– А ты плесень, догматик, троглодит! – махал я кулаками у него перед носом.
Но мои верные друзья уволокли меня с поля сражения. И я погрузился в туман. Это был единственный случай, когда у меня случилась алкогольная амнезия.
Пробуждение оказалось шокирующим. Было светло. В холодной студенческой комнате Косты я лежал на полу в луже воды. Коста спал рядом, но ему все же удалось доползти до кровати и положить на нее голову. Только Эмиль добрался до постели. Как будто в комнате разорвался снаряд и наши тела разбросало в эпических позах. Я грубо растолкал друзей:
– Что вы наделали? Зачем облили меня водой?
– Потому что ты говорил, что умираешь, – сонно промычал Эмиль.
А Коста уточнил подробности:
– Ты все время повторял: “Скажите Доре, что я умираю как коммунист!”
Не знаю, не выдумал ли Коста эту историю, потому что и он лежал в той же луже, как кандидат в нашу партию, но распространил данную версию именно он, тем самым прославив меня. Атанас Славов описал произошедшее в “Тропинках под магистралями”, прикинувшись, будто сам был свидетелем моего пробуждения. Я был единственным, кого этот случай по-настоящему удивил.
А сегодня мне кажется, что все так и было на самом деле. История звучит правдоподобно, потому что я знаю, какими неправдоподобными были все мы.
И все же я с ужасом думаю: неужели я стал тогда коммунистом? Неужели в этом заслуга пьяного Челкаша с его манией видеть во всех врагов? Неужели я, влюбленный и умирающий, в миг величайшей самозащиты отыскал в своей униженной душе нечто, о чем даже не подозревал? Как неандерталец, зажатый в угол пещерным медведем и нащупывающий камень?..
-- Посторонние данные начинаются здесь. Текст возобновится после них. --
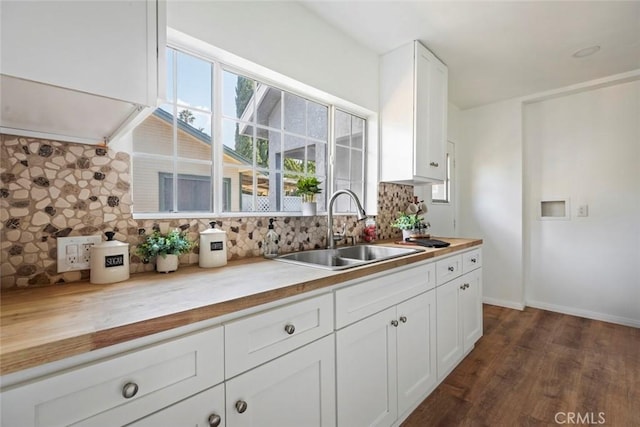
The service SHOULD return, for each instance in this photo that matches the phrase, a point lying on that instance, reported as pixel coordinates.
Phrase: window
(247, 156)
(441, 193)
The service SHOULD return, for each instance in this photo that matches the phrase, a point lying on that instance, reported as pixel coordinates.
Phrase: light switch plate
(74, 253)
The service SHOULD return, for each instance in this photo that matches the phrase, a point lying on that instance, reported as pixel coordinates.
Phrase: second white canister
(109, 261)
(213, 247)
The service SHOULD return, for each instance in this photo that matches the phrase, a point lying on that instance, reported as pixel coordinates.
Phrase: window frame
(223, 60)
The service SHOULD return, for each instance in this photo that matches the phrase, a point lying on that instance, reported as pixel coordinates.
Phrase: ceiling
(499, 50)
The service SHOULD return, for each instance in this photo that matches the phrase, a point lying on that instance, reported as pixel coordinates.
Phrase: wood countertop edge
(29, 356)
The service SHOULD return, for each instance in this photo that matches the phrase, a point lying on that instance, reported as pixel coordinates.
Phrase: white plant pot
(166, 265)
(309, 209)
(407, 233)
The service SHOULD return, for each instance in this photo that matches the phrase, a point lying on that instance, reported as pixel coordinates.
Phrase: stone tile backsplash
(51, 189)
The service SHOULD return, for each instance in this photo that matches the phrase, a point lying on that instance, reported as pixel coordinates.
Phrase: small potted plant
(164, 248)
(408, 223)
(307, 188)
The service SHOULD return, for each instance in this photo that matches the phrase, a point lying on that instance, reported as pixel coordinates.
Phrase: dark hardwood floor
(536, 368)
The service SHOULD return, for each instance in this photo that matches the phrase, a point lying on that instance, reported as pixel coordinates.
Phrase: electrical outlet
(583, 210)
(74, 253)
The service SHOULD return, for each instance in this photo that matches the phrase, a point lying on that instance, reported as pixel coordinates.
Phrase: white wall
(585, 146)
(284, 37)
(442, 216)
(489, 166)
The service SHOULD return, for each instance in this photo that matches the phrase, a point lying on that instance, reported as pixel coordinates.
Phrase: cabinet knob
(214, 420)
(129, 390)
(241, 406)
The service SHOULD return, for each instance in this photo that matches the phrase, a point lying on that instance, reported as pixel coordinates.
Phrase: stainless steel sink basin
(345, 257)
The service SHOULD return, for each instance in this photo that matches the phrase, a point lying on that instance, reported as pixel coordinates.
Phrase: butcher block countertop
(46, 324)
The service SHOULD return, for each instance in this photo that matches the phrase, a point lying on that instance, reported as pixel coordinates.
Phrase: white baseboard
(585, 313)
(503, 303)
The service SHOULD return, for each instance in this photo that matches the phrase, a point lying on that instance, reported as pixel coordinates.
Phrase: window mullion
(217, 149)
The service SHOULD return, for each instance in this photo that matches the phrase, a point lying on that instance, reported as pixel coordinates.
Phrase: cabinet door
(202, 410)
(416, 349)
(449, 326)
(431, 115)
(471, 308)
(366, 371)
(297, 389)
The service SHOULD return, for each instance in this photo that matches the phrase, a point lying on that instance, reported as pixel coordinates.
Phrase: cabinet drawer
(203, 409)
(448, 269)
(256, 339)
(471, 260)
(371, 296)
(151, 378)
“Все было скрыто в твоей душе, раз ты отыскал это и изрек!” – сказал бы Флавий Юстин.
А слово не воробей!
Ночью я проснулся,
лежал одинокий, больной.
Тогда я решил отыскать
умирающих мальчиков, стонущих “мама”.
…………………….
Ночью я пересек
каменистое поле боя.
А рядом со мной неслышно ступал
творец истории, умолкший Геродот.
Я медленно просыпаюсь. Не могу понять, где я. Меня заливает свет. Но какой-то темный великан заглядывает в белое окно. Протирает стекло рукой и снова заглядывает. Я вздрагиваю и просыпаюсь окончательно. Существо это оказывается елкой. Огромной, украшенной блестящими ледяными гирляндами. О да, уже несколько часов я пребываю в 1957 году. Это открытие позволяет мне восстановить все мостики к реальности.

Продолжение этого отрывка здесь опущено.